Crosslinking hyaluronic acid soft-tissue fillers: current status and perspectives from an industrial point of view.

INTRODUCTION: Hyaluronan (HA)-based soft-tissue fillers are injectable crosslinked hydrogels aimed to counteract facial skin aging signs via minimally invasive procedures. The crosslinking step is required to drastically improve HA residence time in vivo and provide the gel with specific viscoelastic properties matching the clinical indications. While HA as a raw material and HA fillers are widely studied, little is reported about crosslinkers themselves used in commercial fillers. AREAS COVERED: This article introduces the specifications of the ideal crosslinker in HA fillers. The properties of commercially used crosslinkers are reviewed. An up-to-date review of innovative hydrogel fabrication alternatives is conducted, and advantages and drawbacks are discussed. EXPERT OPINION: HA fillers are predominantly manufactured using 1,4-butanediol diglycidyl ether (BDDE) which is considered as the gold standard crosslinker worldwide due to its proven and unrivaled clinical track record of more than 20 years. Extensive studies have been published covering BDDE-crosslinked HA fillers' chemistry, gel properties, and clinical effectiveness and safety. However, new hydrogel fabrication strategies have emerged, paving the way for innovative alternatives potentially bringing novel features to HA fillers.
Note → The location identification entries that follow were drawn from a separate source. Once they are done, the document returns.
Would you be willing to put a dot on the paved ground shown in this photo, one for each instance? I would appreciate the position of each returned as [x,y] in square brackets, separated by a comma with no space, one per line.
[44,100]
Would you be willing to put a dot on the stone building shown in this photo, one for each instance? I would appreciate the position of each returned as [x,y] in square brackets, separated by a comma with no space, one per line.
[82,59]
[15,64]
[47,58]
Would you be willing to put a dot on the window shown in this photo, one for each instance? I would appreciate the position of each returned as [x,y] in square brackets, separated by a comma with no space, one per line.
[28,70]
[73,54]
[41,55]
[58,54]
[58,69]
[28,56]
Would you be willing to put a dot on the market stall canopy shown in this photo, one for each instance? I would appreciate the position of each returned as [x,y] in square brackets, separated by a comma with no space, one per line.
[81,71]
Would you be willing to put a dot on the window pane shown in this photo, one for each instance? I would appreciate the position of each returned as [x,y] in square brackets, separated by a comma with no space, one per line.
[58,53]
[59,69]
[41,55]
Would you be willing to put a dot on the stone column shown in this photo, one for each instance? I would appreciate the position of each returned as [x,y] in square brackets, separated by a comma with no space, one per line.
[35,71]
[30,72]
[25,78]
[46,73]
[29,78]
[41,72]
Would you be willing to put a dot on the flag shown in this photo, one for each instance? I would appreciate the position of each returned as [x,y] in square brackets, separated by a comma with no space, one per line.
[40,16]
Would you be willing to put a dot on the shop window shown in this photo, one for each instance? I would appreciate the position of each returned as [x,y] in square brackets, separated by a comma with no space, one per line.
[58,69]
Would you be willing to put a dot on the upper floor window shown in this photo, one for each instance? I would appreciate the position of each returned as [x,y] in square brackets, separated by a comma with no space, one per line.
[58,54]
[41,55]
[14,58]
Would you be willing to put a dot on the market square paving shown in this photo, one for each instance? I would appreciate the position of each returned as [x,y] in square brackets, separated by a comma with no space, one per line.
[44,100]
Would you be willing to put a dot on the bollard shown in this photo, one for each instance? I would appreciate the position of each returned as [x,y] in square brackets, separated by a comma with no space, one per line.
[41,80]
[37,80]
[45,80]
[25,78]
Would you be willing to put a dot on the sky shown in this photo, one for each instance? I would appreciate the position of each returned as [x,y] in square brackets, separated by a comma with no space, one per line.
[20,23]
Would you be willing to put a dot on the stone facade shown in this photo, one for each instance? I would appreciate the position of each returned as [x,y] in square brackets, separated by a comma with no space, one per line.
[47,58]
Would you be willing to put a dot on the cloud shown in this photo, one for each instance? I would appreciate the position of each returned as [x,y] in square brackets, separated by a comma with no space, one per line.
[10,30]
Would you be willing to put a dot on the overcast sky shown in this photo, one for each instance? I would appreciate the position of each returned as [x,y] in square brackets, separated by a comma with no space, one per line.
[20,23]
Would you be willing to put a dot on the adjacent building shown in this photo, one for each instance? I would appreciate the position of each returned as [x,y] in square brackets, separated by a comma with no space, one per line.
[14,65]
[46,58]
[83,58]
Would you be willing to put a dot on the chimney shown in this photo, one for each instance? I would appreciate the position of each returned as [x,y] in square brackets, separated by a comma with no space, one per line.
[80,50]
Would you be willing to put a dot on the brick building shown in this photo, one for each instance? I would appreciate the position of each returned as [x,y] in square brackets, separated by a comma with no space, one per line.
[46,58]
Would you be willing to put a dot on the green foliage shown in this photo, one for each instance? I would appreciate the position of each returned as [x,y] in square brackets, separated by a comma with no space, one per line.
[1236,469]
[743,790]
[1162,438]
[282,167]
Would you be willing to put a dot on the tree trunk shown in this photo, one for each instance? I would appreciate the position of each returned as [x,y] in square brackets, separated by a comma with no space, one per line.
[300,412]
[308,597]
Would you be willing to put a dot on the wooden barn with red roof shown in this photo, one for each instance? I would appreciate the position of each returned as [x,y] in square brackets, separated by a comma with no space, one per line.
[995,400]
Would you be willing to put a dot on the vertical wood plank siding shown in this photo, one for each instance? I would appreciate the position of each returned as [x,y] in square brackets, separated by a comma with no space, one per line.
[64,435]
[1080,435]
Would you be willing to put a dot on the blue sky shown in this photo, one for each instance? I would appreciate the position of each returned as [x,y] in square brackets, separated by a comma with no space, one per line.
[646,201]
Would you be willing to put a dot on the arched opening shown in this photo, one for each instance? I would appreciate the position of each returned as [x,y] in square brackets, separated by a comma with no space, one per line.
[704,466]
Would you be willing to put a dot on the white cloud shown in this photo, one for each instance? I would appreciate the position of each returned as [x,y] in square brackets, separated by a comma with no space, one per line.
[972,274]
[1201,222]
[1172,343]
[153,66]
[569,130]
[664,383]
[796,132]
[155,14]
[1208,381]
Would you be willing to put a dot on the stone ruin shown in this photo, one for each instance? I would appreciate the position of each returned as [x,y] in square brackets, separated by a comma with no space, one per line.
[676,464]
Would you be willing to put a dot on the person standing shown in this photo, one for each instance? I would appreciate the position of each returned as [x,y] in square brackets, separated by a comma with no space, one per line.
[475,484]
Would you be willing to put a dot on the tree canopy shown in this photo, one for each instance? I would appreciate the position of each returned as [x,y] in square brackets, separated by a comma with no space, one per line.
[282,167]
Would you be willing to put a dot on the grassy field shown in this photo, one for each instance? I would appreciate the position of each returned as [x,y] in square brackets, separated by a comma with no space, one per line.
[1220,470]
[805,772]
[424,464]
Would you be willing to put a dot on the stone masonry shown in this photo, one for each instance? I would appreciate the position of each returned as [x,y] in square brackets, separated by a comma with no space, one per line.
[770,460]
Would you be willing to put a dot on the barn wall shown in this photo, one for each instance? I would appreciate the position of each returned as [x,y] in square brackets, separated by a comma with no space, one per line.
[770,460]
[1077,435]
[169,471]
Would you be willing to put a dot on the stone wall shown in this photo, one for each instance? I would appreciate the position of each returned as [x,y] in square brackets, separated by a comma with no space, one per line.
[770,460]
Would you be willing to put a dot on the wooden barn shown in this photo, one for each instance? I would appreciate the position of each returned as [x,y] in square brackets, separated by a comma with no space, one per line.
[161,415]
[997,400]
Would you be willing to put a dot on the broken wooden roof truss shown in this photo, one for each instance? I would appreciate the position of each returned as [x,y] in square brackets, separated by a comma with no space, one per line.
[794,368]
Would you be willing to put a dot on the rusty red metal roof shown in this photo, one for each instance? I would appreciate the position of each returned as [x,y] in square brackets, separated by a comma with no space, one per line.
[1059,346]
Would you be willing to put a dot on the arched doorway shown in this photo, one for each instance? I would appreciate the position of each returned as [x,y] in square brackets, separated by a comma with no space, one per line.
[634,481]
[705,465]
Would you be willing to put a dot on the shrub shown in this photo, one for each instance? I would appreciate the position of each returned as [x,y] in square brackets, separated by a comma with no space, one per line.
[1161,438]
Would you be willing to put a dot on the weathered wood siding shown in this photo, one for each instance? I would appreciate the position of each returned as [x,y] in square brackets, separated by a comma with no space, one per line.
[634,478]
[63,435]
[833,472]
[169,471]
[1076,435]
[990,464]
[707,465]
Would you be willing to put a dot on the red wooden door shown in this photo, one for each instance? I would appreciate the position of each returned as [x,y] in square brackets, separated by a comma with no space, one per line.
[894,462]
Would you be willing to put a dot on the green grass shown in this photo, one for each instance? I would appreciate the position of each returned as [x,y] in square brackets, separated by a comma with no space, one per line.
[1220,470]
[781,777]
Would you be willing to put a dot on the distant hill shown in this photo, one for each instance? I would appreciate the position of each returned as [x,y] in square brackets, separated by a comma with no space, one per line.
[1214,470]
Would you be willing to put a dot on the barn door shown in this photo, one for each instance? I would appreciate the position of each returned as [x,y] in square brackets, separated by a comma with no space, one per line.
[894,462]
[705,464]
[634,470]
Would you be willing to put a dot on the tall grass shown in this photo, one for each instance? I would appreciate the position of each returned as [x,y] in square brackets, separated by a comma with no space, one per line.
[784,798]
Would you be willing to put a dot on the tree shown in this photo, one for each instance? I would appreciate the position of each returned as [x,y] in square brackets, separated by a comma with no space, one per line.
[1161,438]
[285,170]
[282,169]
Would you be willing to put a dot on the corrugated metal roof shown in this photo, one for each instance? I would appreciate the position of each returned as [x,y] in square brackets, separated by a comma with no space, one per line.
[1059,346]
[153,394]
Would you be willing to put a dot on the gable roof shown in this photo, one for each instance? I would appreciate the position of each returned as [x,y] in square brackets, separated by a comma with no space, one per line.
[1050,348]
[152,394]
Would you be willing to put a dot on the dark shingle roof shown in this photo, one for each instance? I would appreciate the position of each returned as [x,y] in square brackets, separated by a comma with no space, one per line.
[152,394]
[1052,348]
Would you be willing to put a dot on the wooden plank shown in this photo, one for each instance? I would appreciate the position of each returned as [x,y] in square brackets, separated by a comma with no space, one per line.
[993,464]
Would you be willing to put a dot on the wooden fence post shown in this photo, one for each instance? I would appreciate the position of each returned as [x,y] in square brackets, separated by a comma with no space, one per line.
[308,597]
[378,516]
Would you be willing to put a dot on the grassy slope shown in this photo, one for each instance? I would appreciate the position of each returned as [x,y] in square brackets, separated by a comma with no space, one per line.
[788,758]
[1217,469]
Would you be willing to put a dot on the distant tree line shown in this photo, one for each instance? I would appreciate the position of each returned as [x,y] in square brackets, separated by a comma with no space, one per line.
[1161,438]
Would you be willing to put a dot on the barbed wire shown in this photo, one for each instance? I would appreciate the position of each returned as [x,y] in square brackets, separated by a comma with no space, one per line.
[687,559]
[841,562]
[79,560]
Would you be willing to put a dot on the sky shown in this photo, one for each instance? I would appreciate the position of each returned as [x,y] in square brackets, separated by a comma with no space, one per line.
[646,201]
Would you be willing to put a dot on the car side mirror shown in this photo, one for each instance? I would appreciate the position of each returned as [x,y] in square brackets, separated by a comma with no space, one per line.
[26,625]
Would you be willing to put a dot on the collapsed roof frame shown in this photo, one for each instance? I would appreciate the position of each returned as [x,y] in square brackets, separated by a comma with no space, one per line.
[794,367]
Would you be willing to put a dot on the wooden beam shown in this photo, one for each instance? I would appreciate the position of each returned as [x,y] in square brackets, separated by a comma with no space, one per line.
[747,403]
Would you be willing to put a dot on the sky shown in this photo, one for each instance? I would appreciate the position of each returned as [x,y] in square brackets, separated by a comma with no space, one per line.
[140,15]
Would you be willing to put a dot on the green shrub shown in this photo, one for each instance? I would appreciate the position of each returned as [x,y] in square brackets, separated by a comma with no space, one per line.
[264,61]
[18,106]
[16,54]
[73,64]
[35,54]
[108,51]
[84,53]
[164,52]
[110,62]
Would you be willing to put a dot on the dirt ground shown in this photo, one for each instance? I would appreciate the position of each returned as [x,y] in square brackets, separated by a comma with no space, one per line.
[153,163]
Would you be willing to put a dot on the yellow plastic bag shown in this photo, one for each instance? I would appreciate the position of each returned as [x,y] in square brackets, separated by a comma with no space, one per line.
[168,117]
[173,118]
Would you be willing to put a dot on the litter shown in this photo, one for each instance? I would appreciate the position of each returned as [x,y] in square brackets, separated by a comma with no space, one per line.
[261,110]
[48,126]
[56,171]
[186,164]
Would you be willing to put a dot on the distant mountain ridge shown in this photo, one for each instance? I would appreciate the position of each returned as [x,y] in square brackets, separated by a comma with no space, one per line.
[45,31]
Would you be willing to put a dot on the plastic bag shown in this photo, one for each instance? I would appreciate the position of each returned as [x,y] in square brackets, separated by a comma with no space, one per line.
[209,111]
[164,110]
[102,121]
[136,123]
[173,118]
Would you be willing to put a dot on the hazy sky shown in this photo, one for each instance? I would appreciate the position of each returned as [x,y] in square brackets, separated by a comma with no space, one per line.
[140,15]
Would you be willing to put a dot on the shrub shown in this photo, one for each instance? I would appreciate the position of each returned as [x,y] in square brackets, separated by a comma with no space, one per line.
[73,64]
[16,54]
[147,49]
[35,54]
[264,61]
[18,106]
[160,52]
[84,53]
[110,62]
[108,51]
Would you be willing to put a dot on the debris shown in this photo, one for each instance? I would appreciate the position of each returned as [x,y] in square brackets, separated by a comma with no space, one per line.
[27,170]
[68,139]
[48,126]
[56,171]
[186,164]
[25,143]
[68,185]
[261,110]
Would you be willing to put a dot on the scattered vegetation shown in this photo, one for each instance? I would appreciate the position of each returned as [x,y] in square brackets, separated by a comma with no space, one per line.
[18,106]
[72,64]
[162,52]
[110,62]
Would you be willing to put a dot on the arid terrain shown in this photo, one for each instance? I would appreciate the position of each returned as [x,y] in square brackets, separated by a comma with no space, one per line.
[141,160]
Nevertheless, major efforts must still be implemented to assess their safety, efficacy, stability and suitability for industrialization.

Advanced Concepts in Rheology for the Evaluation of Hyaluronic Acid-Based Soft Tissue Fillers.

BACKGROUND: Crosslinked hyaluronic acid (HA)-based soft tissue fillers possess unique viscoelastic properties intended to match specific product indications. Manufacturing has an impact on HA chain integrity and on filler properties. OBJECTIVE: This study introduces 2 new rheological parameters to evaluate the macroscopic characteristics of fillers. METHODS AND MATERIALS: A library of reference commercialized HA fillers was selected to cover the full spectrum of product indications. Gels were assessed in terms of size of released HA fragments as a readout of gel integrity, degree of modification, cohesivity, and rheological properties. RESULTS: The elastic modulus G' often used to characterize fillers was shown not to follow macroscopic mechanical properties. To improve the mechanical characterization of fillers, Strength and Stretch scores were developed and tested. The Strength score defined the ability of a filler to sustain constant viscoelasticity over a wide range of constraints and represented the filler mechanical resilience. The Stretch score measured the propensity of a filler to deform in view to improve implant adaptation to facial animation for natural-looking results. CONCLUSION: Strength and Stretch scores sorted rheological parameters to macroscopic cohesivity assays more accurately than G' and may thus help predict the gel behavior once implanted and submitted to facial dynamics.